В 1905 г. прибалтийские революционеры стали брать заложников из мирного населения6. Такого себе не позволяли даже абреки на Кавказе. Но при этом нельзя утверждать, что «гром грянул» неожиданно. Еще 5 мая 1902 г. бундовец Г. Д. Леккерт (Лекерт) совершил покушение на губернатора Виленской губернии генерала В. фон Валя7. По мнению О. Н. Квасова, серия нападений на высших должностных лиц в России как накануне Первой русской революции, так и в 1905-1907 гг. - все это акты возмездия за организацию карательных мер.
Оперативное реагирование полицейского начальства на волну террора во многом затруднялось тем, что среди революционных организаций была крайне слаба партийная дисциплина. Самодеятельность, инициативные акты отдельных террористов, действия вопреки распоряжениям комитетов стали для боевиков распространенным явлением. Поэтому, несмотря на широкую агентурную сеть в среде революционных партий, полиция не могла предотвратить большинство террористических актов. При этом объектами террора все чаще становились люди, никакого отношения к службе в полиции, армии или государственном аппарате Российской империи не имевшие. В 1907 г. количество жертв среди частных лиц постепенно начинает превосходить, а с 1908 г. уже в несколько раз превосходит число жертв среди госслужащих8.

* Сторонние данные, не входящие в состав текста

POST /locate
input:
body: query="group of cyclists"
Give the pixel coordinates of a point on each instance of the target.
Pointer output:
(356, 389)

Отряды остзейских баронов после поражения вооруженных восстаний в декабре 1905 г. перешли к ответному террору. При поддержке частей регулярной русской армии и полиции только за пять месяцев (с середины декабря 1905 г. до середины мая 1906 г.) в Лифляндии и Курляндии, по неполным данным, было казнено без суда и следствия 1170 батраков и крестьян, сожжено более 300 крестьянских усадеб со всем имуществом9.

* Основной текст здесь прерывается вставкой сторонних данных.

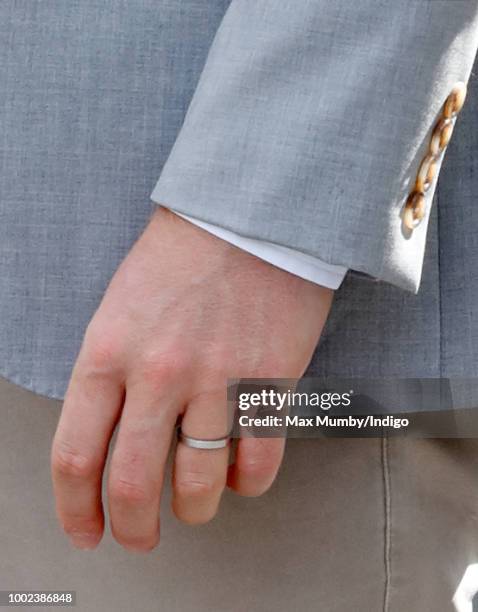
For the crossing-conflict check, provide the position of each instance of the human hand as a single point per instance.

5 См.: Квасов О. Н. Указ. соч. С. 380.
6 См.: Гейфман А. Указ. соч. С. 56.
7 См.: Квасов О. Н. Указ. соч. С. 222-225.
8 См.: Квасов О. Н. Количественные параметры жертв революционного терроризма начала XX века // Вестник ВГУ. Серия: История. Политология. Социология. 2010. № 2. Июль -декабрь. С. 28.
9 См.: Революция 1905-1907 годов в Латвии. Советская Латвия. Рига, 1985. URL: http://darbabalss.eu/index/revolju cija_1905_1907_godov_v_latvii/0-26.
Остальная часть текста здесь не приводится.